The issue with invasive species is mainly the destruction they cause to their new environment, but of course very few of them these days simply moved to their new ecosystem via happenstance. Nearly all of them are the result of some form of human intervention, usually in the form of colonialism. When Europeans colonized and displaced Native Americans, they also brought their own trees and turf grasses, hoping to emulate the estates of Europe. This has ultimately caused irreparable harm to the ecosystem of the entire continent. This is only a single example, but it’s happened so much that the ecosystem that Americans currently live in is so different from pre-Columbian times that we likely wouldn’t recognize how it all looked originally.

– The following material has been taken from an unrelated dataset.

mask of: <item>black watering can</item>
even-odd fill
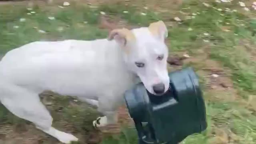
[[[142,84],[125,93],[140,144],[177,144],[206,128],[204,102],[192,69],[172,72],[169,76],[171,88],[162,96],[150,93]]]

Anyway, it’s interesting to see this issue delved into in the form of scary T-rex bad guys. Comics love to make aliens the invasive species a bunch, since it then becomes some cosmic force that is well suited to superhero narratives.
Of interest to me is Ka-Zar and his family also being somewhat of an introduced species, as none of them is native to the Savage Land but have taken on the mantle of its protectors. We’ll see if this series delves into the difference between a naturalized species and an invasive one, but I think Thompson and García are portraying that interestingly from jump.
Zachary: To really hammer home the point, this issue reveals that another form of invasion is in the land. Some technological presence called Polyscion had invaded, slowly converting the biological to the electrical. Industry touching the last pure places on this Earth, likely for profit. We don’t get much more in this issue, but it’s planting the seeds for something special to come.